On Behalf of | Nov 2, 2016 | Estate Planning |

Your family has come to enjoy the finer things in life, and that is all thanks to your hard work. You have built your company from the ground up and now you are getting to enjoy doing the things you have always wanted to do. Even though things seem great right now, you should stop and think about what is going to happen if you die unexpectedly.

Be honest. You are at the helm of your company. Decisions that have to be made, especially the big ones, fall on your shoulders. You might have a staff that can handle things for a week or two while you are on vacation, but your phone or computer is probably always on. The thought of having to handle a problem from afar is probably floating around in your mind. If you aren’t there to handle things, the company would probably enter a downward spiral.

Small business owners aren’t superhuman. Just like anyone else, you will die one day. You don’t know when that day will come, so it is best to begin to prepare for it now. You wouldn’t want the business to crumble and your family to lose the income while everyone is dealing with the news of your death.

What is needed to protect the business and your successor?

The exact documents and forms that are needed to protect the business and your successor vary based on the type of business that you have. For example, if the owner of a sole proprietorship dies, the business technically dies with him or her. A person who takes over the business when the business owner dies is probably going to be liable for your debts. With this in mind, you should learn about what legal options you have to protect your business and the person who runs the operation when you are gone.

Where’s the money going to come from?

You will need to check your life insurance policies and other documents to ensure that you have everything handled properly to make the transition as smooth as possible. You need to know how much the business needs to continue operating. You need to know how much the business or your family would have to pay on loans and other financial agreements. You need to determine if you have the insurance coverage to cover all of these expenses.

If you are going to need someone to cover your position until a permanent replacement is found, you should consider getting a “key man” policy. A key man policy is one that will be used to pay the salary of that replacement person. You should make sure that it is equal to the full salary that would be expected for one full year in that position.

Who is going to fill your shoes?

After you are gone, is someone in your family going to take control of the business? Will employees take over? You need to make these plans today so that there is a clear line of ownership and control when you are gone.

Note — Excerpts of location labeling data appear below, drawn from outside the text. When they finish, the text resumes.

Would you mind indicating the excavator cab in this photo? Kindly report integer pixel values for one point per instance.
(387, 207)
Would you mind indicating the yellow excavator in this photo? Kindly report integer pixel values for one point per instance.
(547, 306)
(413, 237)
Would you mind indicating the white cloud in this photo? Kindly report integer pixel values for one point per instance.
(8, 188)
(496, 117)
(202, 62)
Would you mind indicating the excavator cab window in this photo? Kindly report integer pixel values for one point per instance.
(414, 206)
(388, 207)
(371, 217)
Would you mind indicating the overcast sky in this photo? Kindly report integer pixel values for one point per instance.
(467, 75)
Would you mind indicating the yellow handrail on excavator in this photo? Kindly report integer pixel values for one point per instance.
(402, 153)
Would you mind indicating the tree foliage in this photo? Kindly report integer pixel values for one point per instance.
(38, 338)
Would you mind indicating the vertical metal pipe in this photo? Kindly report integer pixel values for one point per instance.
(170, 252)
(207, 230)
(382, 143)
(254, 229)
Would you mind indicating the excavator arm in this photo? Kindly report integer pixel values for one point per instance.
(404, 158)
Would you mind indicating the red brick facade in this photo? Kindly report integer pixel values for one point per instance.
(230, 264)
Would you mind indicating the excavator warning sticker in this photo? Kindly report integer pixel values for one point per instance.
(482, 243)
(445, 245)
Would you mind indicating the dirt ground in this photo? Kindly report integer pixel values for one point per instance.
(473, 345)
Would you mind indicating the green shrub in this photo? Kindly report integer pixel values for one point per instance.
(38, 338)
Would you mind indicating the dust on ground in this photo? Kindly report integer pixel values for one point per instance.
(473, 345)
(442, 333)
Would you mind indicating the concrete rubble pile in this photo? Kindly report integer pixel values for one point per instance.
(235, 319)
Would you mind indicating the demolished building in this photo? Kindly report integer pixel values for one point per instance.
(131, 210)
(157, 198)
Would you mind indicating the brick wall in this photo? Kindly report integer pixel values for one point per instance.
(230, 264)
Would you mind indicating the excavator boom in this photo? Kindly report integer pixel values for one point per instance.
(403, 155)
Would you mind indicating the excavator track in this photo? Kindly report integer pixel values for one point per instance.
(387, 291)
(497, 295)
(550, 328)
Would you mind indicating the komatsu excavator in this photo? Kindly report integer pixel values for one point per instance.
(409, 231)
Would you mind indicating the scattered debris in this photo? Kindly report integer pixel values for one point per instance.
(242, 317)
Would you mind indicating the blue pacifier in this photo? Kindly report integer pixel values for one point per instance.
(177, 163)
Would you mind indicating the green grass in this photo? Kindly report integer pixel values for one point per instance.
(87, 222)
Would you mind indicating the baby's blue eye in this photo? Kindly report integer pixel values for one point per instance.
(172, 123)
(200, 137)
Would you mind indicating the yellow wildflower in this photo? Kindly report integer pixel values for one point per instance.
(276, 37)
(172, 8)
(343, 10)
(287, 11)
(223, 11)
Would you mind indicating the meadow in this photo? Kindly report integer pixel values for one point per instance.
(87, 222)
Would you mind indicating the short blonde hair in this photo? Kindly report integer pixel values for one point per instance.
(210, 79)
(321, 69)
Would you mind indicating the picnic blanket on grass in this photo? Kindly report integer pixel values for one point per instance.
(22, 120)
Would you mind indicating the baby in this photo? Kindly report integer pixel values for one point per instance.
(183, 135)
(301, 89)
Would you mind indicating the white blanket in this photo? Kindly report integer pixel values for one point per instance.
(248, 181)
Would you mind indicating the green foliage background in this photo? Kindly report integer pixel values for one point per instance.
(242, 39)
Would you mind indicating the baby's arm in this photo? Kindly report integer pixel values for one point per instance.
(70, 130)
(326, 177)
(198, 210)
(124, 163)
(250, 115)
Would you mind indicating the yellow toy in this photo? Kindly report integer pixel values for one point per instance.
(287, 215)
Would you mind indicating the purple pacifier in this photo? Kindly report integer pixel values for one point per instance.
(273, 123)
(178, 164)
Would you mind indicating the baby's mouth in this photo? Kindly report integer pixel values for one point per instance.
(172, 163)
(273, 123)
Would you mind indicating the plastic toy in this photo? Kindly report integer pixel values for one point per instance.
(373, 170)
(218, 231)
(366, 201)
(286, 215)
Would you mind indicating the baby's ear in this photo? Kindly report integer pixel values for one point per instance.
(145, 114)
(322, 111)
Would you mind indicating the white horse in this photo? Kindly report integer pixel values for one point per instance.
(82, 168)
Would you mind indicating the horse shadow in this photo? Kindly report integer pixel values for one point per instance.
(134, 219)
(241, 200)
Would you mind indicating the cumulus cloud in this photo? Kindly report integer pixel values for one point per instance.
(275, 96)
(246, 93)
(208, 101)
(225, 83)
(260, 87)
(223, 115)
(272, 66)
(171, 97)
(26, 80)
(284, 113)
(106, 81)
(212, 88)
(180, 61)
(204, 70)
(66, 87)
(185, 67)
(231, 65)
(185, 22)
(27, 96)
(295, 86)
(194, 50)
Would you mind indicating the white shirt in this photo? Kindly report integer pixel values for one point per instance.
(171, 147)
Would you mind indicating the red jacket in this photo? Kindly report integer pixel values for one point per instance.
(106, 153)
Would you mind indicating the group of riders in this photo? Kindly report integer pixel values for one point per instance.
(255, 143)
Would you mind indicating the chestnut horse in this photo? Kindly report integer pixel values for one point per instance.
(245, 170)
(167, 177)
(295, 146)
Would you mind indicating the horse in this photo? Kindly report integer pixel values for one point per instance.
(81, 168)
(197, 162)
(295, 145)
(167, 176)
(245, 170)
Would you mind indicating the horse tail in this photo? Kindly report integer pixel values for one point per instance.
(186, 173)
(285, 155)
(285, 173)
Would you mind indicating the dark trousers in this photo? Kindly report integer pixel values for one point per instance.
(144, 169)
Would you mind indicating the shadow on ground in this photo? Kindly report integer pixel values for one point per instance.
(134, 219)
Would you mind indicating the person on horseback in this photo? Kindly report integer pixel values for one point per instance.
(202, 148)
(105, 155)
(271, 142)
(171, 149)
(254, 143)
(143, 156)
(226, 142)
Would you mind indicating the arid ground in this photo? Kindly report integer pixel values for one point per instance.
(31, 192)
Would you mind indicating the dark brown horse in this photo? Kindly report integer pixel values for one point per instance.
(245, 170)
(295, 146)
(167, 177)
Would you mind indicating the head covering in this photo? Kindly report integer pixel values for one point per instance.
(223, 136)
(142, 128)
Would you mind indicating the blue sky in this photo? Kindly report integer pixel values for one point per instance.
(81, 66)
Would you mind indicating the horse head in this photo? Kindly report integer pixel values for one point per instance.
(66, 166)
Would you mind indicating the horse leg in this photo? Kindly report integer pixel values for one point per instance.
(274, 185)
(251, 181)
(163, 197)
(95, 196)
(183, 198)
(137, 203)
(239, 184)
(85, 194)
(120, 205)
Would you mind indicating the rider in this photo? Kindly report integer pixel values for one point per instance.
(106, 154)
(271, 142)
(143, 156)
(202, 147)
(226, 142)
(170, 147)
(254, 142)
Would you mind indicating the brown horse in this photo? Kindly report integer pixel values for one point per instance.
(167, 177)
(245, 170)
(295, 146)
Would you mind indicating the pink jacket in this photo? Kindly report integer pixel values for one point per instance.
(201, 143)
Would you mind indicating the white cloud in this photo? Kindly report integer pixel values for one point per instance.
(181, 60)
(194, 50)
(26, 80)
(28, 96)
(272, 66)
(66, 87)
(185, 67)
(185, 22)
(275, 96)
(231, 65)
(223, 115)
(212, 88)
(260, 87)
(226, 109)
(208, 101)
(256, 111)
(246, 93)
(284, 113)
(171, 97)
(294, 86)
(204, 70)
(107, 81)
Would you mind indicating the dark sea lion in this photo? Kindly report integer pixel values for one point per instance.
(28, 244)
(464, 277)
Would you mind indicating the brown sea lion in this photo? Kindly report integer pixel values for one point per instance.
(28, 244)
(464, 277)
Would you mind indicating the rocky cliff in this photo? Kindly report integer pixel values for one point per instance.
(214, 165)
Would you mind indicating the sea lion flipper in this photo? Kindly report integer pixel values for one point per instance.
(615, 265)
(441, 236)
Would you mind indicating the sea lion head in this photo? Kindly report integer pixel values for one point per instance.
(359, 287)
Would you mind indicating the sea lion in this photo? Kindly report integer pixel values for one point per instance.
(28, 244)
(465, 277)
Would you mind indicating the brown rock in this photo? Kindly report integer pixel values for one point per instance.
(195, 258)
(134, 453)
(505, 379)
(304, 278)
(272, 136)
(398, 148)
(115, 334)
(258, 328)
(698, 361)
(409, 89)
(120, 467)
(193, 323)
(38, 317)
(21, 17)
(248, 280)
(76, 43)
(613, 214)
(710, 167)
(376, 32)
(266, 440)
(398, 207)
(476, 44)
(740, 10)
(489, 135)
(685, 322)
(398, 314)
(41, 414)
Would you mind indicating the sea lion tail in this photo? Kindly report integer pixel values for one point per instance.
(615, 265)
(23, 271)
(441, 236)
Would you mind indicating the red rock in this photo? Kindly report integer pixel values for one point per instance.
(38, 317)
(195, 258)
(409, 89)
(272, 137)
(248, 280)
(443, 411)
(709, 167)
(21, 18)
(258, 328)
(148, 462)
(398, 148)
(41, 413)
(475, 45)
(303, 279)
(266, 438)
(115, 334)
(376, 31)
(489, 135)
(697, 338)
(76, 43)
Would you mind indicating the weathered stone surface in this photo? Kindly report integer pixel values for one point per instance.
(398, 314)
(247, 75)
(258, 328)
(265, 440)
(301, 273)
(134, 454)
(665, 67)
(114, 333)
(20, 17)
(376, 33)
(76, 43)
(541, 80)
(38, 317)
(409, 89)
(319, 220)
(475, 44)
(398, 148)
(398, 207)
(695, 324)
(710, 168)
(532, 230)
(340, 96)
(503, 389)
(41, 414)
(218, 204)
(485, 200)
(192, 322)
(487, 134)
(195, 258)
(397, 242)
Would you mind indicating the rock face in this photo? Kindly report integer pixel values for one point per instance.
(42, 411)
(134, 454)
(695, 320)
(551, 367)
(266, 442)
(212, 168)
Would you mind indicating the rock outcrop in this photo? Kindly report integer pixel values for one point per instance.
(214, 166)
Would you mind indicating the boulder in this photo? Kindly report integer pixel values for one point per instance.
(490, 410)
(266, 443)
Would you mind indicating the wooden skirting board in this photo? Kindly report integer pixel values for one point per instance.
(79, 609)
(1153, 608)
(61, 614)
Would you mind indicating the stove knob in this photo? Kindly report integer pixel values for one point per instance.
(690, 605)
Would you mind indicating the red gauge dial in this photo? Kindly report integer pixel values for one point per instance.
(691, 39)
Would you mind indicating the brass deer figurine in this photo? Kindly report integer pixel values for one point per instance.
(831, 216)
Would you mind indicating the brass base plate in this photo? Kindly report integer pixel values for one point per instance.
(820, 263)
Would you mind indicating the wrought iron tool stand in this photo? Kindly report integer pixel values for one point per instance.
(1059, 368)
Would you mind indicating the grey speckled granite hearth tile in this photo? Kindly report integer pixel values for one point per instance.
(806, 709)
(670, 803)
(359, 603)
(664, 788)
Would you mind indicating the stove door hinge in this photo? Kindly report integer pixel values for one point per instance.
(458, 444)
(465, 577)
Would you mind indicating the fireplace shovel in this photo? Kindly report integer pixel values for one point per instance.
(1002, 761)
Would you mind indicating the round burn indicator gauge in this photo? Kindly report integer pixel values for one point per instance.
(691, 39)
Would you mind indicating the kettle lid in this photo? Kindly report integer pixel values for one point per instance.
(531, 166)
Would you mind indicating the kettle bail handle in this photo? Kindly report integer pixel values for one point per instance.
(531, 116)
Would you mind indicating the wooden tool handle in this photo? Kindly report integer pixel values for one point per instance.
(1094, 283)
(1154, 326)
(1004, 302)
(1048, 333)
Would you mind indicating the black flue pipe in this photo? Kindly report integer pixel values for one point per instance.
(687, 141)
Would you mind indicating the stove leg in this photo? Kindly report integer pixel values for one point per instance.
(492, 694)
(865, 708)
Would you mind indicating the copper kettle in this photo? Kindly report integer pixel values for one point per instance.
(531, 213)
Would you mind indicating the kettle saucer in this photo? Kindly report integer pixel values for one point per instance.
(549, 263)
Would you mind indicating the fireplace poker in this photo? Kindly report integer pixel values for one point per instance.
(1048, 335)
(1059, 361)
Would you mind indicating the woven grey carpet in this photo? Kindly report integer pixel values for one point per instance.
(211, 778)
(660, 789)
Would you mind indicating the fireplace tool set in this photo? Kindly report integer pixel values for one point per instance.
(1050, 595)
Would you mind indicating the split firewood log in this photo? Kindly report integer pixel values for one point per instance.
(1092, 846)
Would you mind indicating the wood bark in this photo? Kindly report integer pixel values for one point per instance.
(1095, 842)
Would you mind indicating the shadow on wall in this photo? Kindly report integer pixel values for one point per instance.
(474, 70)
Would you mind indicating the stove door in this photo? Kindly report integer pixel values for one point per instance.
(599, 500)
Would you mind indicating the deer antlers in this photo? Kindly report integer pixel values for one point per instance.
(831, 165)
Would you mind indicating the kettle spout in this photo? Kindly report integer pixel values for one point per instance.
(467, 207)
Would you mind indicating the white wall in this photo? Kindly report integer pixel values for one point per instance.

If a member of your family is going to take the helm, you need to make sure he or she is ready and willing. The individual also must be able, which means he or she needs a good understanding of what your company does, how you handle things, and what must be done to keep the business moving in the right direction.

If your employees are going to get the company when you are gone, you will have to make sure that your family is taken care of financially. You probably don’t want your family to have to deal with a sudden financial shock of finding out that they don’t have any income because you simply handed the company off to the employees the second you died.